Bonny Light Horseman’s 2020 self-titled debut had the dashing élan of the titular dragoon. On that album, Anaïs Mitchell, Josh Kaufman and Eric Johnson made a bright, American-hued sortie on the British traditional songbook, relocating its tales of doomed love and military adventure to somewhere closer to upstate New York. Although the trio’s second album, Rolling Golden Holy — with backing consolidated by JT Bates on drums and Mike Lewis on bass and occasionally saxophone — consists entirely of new compositions, the soundworld is a similar blend of acoustic guitar and harmony vocals. A newly acquired hammered dulcimer prickles its way through the songs as it is passed around from member to member.
In some songs the lyrics evoke a world more modern than the music. On “Summer Dream”, its references to “Tupelo honey” asserting a clear lineage to Van Morrison’s Woodstock residency, Mitchell seems to conjure an East Coast equivalent to Lana del Rey’s Californian imaginarium. “Smell of rolled cigarette,” she sings, her voice sharpening from the breathy chorus, Bates’s drumming lagging a microsecond behind the beat. “And your hair when it was wet/Drippin’ on the kitchen floor/Slippin’ through the screen door.”
In “California”, pushed by a triple guitar lead with mandolin to boot, Johnson sings one of the album’s prettiest hooks. The narrator and his love are “ridin’ . . . slippin’ and a-slidin’” — another nod to Morrison — and simultaneously trusting in and abandoning the land of plenty. “Comrade Sweetheart”, in line with the incongruous Brechtian juxtaposition of its title, moves from laced-up boots and loosened braids to the binding up of wounds.

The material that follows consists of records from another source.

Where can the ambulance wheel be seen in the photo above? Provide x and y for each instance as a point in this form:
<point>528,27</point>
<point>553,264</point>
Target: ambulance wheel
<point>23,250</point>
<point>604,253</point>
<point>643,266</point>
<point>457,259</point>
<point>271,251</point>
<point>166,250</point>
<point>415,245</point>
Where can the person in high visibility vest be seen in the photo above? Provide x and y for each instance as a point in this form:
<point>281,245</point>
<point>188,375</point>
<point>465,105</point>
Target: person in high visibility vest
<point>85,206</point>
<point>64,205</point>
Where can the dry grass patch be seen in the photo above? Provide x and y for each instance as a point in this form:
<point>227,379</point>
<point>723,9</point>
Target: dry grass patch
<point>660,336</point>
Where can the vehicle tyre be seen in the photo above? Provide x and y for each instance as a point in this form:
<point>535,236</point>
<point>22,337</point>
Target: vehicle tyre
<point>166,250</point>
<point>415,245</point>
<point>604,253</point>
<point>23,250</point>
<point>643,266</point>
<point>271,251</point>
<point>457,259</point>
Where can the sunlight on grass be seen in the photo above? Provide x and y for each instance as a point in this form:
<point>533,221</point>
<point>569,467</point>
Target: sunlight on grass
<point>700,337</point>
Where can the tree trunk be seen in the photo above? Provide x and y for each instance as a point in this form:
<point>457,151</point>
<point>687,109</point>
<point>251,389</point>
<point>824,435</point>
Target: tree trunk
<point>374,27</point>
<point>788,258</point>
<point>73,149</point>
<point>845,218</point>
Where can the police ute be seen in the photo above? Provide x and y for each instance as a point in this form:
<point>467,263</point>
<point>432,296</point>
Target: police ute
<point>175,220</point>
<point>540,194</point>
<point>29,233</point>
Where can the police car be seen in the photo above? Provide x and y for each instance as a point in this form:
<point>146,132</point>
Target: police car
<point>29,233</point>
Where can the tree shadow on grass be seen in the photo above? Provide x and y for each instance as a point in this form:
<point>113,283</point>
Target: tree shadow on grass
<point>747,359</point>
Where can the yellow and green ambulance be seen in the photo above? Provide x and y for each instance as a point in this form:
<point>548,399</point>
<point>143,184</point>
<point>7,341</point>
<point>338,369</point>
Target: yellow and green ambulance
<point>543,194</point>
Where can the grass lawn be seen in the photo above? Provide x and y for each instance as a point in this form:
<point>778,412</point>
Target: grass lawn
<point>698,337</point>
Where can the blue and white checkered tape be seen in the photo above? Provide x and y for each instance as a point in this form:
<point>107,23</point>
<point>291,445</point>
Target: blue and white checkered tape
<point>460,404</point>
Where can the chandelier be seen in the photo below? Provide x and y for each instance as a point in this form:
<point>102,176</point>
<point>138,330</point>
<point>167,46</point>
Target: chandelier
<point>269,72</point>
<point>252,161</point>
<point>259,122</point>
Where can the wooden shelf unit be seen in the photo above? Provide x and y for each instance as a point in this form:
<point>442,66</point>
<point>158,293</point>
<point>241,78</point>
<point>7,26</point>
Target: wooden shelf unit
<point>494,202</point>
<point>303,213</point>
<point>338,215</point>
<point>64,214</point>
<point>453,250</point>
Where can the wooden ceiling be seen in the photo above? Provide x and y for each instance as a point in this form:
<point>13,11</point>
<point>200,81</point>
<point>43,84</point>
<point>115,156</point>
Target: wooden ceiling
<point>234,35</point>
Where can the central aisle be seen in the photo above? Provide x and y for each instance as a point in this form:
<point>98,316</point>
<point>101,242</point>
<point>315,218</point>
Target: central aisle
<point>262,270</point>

There are callbacks to older songs as well. “Sweetbread”, which bubbles with banjo patterns and mumbling tenor saxophone from Lewis, is a take on the traditional “Jack of Diamonds”, the Texas gambling song popularised by Blind Lemon Jefferson. The original song (at least in its 20th-century incarnation) features a railroad engineer; here the central character is driving “just to ride the road/Engines running”. Mitchell and Johnson chorus, cynically, hedonistically, “Blue sky, Lord, when I die”.
“Someone to Weep For Me”, like a fable by Ambrose Bierce, interpolates the old hymn “Nearer My God to Thee”, placing it in the mouth of a 19th-century cavalryman, dreading his fate and dreaming of Jacob’s Ladder. And “Fair Annie” wraps a response to the bleak Child ballad of the same name in another extravagantly pretty melody, rendering it timeless and clear.